Sunday, 5 February 2017


garlic doing well - planted back in december

chillies and tomatoes sprouting away - it's cool having the propagator in the cottage so we can watch plant power in action
If you grow plants and haven't already tried following biodynamic principles I highly recommend you give it a go. The ideas work very well for us and for every other gardener I know who follows them. It's to do with planting, sowing, harvesting, pruning etc in tune with various natural cycles such as the phases of the Moon. I don't think it's hard to understand that the Moon has an effect on plants, after all it has an obvious effect on the sea so it surely must act on all water on the planet. I know many people find some of Steiner's ideas hard to get their heads around, but I'd just say, as our teachers said when I was studying musical instrument technology, "If it works, use it." You're never going to progress unless you keep exploring and trying new stuff. Come down from the trees... or maybe, get back into the trees...
We planted the garlic in the photo on a good garlic-planting day and, sure enough, up it came beautifully. I was interested to notice, by the way, that Stewart and Helen's saved-from-last-season garlic came up much more strongly than some bought in this year, even though it was top quality. Similarly, the chillies and tomatoes we planted have come up well though it's also interesting to notice that the chillies were planted on the ideal day and have come up better than the tomatoes which we planted the day after. So give it a go, Ruth works with Maria Thun's Biodynamic Calendar, easy to get hold of and just a few £'s. At the end of the day it's simply about working gently and cleverly with Mother Nature rather than trying to bend her to your will with brute force and dumb chemicals - so what's stopping you?

Monday, 16 January 2017


"Drifting Clouds and the Illusion of Science"
I've been revisiting this wonderful book. It's partly about the practical aspects of a way of natural farming, about growing rice, other grains and clover in a rotation without ploughing or using chemicals. It is indeed revolutionary, not only are the yields just as high as in traditional Japanese farming but it also eliminates a lot of the work. Also, compared with chemical-industrial farming, Fukuoka's way continually improves the quality of the soil instead of degrading it.
But I think the even more important revolution that the book describes, in his charming style, is Fukuoka's internal journey.
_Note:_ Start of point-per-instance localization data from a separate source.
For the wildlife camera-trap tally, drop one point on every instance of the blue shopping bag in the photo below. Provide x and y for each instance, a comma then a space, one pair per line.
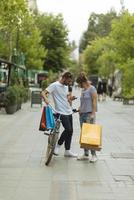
50, 122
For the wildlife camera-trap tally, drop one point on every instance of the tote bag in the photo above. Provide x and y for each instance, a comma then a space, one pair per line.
91, 136
42, 126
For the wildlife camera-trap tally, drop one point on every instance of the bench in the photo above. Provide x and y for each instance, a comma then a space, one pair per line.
128, 101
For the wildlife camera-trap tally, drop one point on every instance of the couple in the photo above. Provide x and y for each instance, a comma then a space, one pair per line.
63, 100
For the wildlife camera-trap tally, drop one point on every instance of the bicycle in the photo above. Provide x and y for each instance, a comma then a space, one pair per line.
53, 137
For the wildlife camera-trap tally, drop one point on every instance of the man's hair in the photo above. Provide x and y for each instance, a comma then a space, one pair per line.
81, 78
67, 75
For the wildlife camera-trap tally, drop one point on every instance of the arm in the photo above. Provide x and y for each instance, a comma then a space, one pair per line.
45, 94
71, 98
94, 100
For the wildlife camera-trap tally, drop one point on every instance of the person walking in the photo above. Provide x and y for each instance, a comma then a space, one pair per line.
87, 109
62, 100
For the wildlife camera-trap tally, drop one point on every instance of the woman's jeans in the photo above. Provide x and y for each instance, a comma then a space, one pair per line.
86, 118
66, 135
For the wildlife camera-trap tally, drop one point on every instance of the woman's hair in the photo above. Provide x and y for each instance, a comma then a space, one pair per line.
81, 78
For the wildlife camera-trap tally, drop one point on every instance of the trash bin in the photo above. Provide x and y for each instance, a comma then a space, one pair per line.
36, 98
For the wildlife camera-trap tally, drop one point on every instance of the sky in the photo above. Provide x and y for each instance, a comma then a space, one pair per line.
77, 12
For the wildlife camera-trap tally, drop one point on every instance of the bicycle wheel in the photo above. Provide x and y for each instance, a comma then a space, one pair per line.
52, 139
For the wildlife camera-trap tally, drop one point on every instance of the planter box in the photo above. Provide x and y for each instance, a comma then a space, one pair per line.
11, 109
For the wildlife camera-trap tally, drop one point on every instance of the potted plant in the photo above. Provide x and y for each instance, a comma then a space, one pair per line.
11, 100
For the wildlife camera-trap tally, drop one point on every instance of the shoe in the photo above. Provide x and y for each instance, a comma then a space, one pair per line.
93, 159
68, 153
83, 157
56, 150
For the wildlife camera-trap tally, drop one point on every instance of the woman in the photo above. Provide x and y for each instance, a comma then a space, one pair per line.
87, 110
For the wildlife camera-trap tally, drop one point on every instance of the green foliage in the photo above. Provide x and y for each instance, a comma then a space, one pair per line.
18, 30
128, 79
11, 96
123, 35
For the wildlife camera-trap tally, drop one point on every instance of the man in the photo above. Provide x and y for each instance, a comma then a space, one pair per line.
62, 100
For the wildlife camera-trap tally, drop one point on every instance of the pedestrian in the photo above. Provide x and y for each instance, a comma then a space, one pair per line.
87, 109
104, 89
99, 89
62, 100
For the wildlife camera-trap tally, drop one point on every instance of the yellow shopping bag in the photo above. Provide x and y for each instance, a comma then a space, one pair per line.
91, 136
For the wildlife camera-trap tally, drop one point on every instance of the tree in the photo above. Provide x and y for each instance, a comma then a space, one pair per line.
99, 25
54, 38
123, 35
19, 31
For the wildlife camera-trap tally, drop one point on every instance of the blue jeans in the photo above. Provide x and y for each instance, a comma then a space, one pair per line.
66, 136
86, 118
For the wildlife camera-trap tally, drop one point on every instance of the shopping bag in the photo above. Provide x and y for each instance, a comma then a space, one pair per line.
42, 126
50, 122
91, 136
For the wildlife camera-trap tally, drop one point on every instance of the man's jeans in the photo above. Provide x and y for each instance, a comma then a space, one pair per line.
66, 135
86, 118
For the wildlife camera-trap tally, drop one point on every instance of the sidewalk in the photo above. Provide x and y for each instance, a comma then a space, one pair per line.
23, 175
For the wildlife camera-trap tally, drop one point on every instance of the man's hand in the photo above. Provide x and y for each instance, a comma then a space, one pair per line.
73, 98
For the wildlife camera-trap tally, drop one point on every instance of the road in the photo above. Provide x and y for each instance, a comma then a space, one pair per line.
23, 175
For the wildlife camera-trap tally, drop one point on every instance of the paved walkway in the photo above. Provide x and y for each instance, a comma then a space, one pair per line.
23, 175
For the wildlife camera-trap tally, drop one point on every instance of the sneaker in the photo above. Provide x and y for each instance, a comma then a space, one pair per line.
93, 159
68, 153
83, 157
56, 150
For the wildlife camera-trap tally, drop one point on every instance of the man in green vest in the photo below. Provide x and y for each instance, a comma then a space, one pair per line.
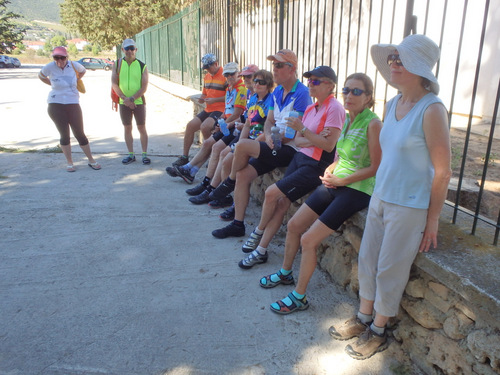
130, 82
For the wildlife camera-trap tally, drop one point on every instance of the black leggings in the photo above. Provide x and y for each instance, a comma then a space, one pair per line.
64, 116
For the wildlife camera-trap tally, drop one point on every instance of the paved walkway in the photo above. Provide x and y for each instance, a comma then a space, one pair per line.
115, 272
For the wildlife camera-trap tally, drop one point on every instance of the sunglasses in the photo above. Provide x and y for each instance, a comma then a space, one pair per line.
394, 59
281, 65
260, 81
355, 92
314, 82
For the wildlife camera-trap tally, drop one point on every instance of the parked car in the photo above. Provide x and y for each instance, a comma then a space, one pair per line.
6, 62
94, 63
16, 62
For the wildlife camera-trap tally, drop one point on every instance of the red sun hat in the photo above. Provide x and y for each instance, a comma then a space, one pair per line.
60, 51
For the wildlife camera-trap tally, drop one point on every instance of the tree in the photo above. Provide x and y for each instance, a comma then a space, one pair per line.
108, 22
10, 34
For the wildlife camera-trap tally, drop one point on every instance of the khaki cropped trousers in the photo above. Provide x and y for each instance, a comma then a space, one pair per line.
389, 246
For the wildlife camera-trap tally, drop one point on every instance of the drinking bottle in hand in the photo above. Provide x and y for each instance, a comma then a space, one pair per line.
290, 132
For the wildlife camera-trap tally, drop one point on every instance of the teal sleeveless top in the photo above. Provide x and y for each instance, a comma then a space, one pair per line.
353, 151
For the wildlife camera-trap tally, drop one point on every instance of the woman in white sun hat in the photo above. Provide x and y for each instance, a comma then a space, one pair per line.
410, 189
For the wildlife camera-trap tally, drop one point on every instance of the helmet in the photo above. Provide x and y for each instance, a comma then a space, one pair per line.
208, 60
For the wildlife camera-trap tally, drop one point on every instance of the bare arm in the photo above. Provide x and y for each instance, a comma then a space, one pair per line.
44, 78
437, 138
373, 132
270, 122
325, 142
235, 116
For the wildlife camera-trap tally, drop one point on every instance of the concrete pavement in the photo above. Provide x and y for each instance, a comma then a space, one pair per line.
115, 272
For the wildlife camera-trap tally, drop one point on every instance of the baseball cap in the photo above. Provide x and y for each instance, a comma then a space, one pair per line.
231, 67
128, 42
60, 51
322, 71
208, 60
284, 55
249, 70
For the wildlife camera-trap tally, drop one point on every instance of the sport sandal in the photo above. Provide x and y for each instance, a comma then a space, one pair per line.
280, 307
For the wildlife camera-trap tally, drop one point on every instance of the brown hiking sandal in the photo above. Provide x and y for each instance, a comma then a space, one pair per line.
368, 344
349, 329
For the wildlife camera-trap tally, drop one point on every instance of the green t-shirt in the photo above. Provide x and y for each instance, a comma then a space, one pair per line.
353, 151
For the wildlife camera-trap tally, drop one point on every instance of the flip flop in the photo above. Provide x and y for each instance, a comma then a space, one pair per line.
95, 166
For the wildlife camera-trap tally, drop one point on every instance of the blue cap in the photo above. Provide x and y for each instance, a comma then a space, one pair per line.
322, 71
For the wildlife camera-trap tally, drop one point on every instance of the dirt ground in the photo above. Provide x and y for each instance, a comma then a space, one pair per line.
474, 166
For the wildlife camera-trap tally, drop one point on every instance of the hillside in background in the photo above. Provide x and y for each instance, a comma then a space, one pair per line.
44, 10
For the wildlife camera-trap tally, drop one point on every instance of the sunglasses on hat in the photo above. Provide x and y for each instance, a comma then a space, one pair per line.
355, 92
261, 82
394, 59
281, 65
314, 82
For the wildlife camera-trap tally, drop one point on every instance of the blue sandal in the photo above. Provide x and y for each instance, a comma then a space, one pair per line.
280, 307
266, 281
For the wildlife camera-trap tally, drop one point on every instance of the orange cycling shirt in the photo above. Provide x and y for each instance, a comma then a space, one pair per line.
214, 87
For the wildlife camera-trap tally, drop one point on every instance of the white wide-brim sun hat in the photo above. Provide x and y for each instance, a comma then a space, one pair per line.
417, 52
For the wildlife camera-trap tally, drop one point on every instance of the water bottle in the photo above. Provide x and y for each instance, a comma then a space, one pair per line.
236, 131
223, 127
276, 137
290, 132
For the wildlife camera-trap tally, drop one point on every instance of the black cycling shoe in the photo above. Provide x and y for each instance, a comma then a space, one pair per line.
171, 171
228, 214
197, 190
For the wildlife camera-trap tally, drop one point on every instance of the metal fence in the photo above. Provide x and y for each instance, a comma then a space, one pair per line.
339, 33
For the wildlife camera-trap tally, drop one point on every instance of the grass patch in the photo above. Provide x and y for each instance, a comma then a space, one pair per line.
400, 369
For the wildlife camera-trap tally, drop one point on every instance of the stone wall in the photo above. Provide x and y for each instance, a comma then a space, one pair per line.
449, 320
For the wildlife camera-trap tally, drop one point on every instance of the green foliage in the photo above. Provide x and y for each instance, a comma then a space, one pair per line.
96, 49
10, 33
58, 40
108, 22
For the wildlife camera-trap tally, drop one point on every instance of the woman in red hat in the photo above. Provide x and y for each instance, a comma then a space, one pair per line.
64, 107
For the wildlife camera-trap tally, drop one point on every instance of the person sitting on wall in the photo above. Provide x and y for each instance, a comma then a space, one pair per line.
235, 104
290, 96
317, 135
347, 187
214, 89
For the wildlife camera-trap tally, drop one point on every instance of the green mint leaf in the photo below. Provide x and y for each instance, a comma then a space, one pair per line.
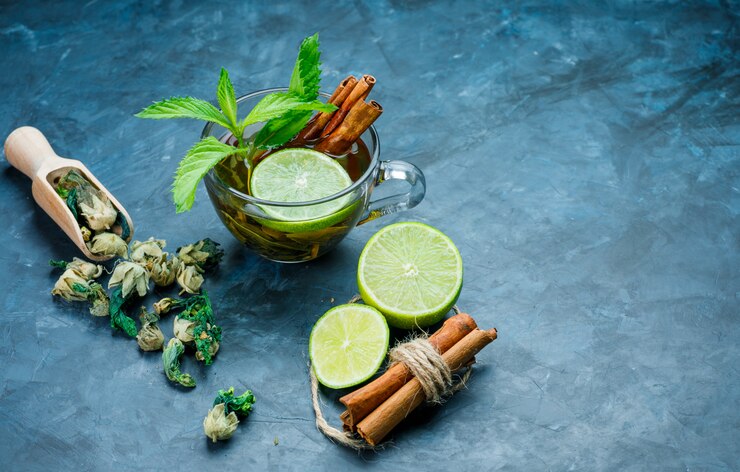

Moments of insight, the alienation from the modern industrial consumerist approach to life, the gradual deeper understanding of natural processes, all leading to a simple life looking after fields and orchards, growing and eating simple natural food.
 It's poignant that this book has been around since the 1970's - all my working life. Fukuoka's insights have been influential, widely read and talked about yet here's humankind still entangled in the terrible web of supermarket consumerism, cars and fossil fuel addiction and the shallow information of mass media, internet and TV; the harder we dig ourselves into the industrial way of life the harder it is to escape, the situation now so bad that we are endangering all life on the planet. I've understood all that for years, I helped friends on an organic small-holding way back in 1976, and have been actively looking about and living on ecological projects for ten years. Yet in all that time I've never found people living as naturally as Fukuoka and Ruth and I still use a car and get the bulk of our food from supermarkets...
Here's some of Fukuoka's last words, "There is nowhere better than this world. Years ago I realized that we human beings are good just as we are and I set about to enjoy my life. I took a carefree road back to nature, free from human knowledge and effort."